CVE-2026-2352 is a stored cross-site scripting vulnerability identified in the Autoptimize plugin for WordPress, a widely used tool for optimizing website performance through image optimization and lazy loading. The vulnerability exists due to improper neutralization of input during web page generation (CWE-79). Specifically, the 'ao_post_preload' meta value is not properly sanitized in the ao_metabox_save() function, and output escaping is missing when this value is rendered inside a <link> tag within autoptimizeImages.php. This flaw allows an attacker with authenticated Contributor-level access or higher to inject arbitrary JavaScript code into pages. Because the injected script is stored and executed whenever any user accesses the affected page, it can lead to persistent XSS attacks. The attack vector requires no user interaction but does require authentication with limited privileges, which is common in multi-user WordPress environments. The vulnerability affects all versions of Autoptimize up to and including 3.1.14. The CVSS v3.1 score is 6.4, reflecting a medium severity level with network attack vector, low attack complexity, and privileges required but no user interaction. The scope is changed (S:C) because the vulnerability can affect other components or users beyond the attacker’s privileges. The impact affects confidentiality and integrity but not availability. No public exploits have been reported yet, but the presence of this vulnerability in a popular plugin makes it a significant risk for WordPress sites employing Autoptimize with image optimization or lazy-load features enabled.

The vulnerability allows attackers with Contributor-level access to inject persistent malicious scripts into WordPress pages, which execute in the browsers of any users visiting those pages. This can lead to session hijacking, theft of sensitive information such as cookies or credentials, unauthorized actions performed on behalf of users, and potential defacement or redirection to malicious sites. Since the vulnerability affects a widely used plugin, many WordPress sites globally could be at risk, especially those with multiple contributors or editors. The compromise of user accounts or site integrity can damage organizational reputation, lead to data breaches, and facilitate further attacks such as phishing or malware distribution. Although availability is not impacted, the confidentiality and integrity risks are significant, particularly for sites handling sensitive user data or providing critical services. The requirement for authenticated access limits exploitation to environments where attackers have at least contributor privileges, but such access is often attainable through credential theft or social engineering. The scope change indicates that the vulnerability can affect users beyond the attacker’s privileges, increasing its potential impact.

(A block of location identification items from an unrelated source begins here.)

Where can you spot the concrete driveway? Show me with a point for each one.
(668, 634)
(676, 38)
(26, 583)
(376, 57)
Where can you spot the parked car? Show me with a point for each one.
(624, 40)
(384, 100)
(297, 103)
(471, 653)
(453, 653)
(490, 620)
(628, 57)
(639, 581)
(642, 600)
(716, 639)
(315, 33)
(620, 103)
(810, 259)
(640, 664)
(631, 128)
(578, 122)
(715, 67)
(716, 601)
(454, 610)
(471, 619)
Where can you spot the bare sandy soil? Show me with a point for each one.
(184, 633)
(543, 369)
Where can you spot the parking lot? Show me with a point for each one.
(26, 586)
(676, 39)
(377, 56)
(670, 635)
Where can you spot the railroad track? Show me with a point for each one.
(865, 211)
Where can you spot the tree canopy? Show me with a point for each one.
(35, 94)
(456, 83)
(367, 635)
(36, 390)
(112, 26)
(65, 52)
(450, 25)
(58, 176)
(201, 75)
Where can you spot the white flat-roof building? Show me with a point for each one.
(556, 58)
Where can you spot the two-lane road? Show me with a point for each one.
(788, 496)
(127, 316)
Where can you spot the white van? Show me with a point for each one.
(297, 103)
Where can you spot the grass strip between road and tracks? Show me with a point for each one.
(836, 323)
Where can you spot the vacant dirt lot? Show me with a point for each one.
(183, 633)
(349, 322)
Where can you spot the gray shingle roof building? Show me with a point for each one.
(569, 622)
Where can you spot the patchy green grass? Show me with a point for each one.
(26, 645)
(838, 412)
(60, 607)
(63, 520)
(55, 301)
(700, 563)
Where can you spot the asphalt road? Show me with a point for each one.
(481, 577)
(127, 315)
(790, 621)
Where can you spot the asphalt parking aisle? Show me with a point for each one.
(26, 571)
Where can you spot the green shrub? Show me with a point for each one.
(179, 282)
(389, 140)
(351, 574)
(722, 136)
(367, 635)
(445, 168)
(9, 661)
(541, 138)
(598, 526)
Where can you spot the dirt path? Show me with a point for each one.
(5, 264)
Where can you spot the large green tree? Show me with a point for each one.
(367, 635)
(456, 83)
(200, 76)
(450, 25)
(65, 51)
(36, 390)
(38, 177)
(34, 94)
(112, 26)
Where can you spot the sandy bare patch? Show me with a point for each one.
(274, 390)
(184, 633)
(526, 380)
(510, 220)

1. Upgrade the Autoptimize plugin to a version beyond 3.1.14 once a patch is released addressing CVE-2026-2352. Monitor official plugin repositories and security advisories for updates. 2. In the interim, disable the 'Image optimization' and 'Lazy-load images' features in Autoptimize to prevent the vulnerable code path from executing. 3. Restrict Contributor-level and higher privileges to trusted users only, and review user roles to minimize unnecessary elevated access. 4. Implement a Web Application Firewall (WAF) with rules to detect and block suspicious script injection attempts targeting the 'ao_post_preload' meta value or related parameters. 5. Conduct regular security audits and scanning of WordPress sites to detect injected scripts or anomalous meta values. 6. Employ Content Security Policy (CSP) headers to limit the execution of unauthorized scripts on the site. 7. Educate site administrators and contributors on phishing and credential security to reduce the risk of privilege escalation. 8. Monitor site logs for unusual activity indicative of exploitation attempts. 9. Consider isolating or sandboxing user-generated content to reduce the impact of XSS vulnerabilities. 10. Backup site data regularly to enable recovery in case of compromise.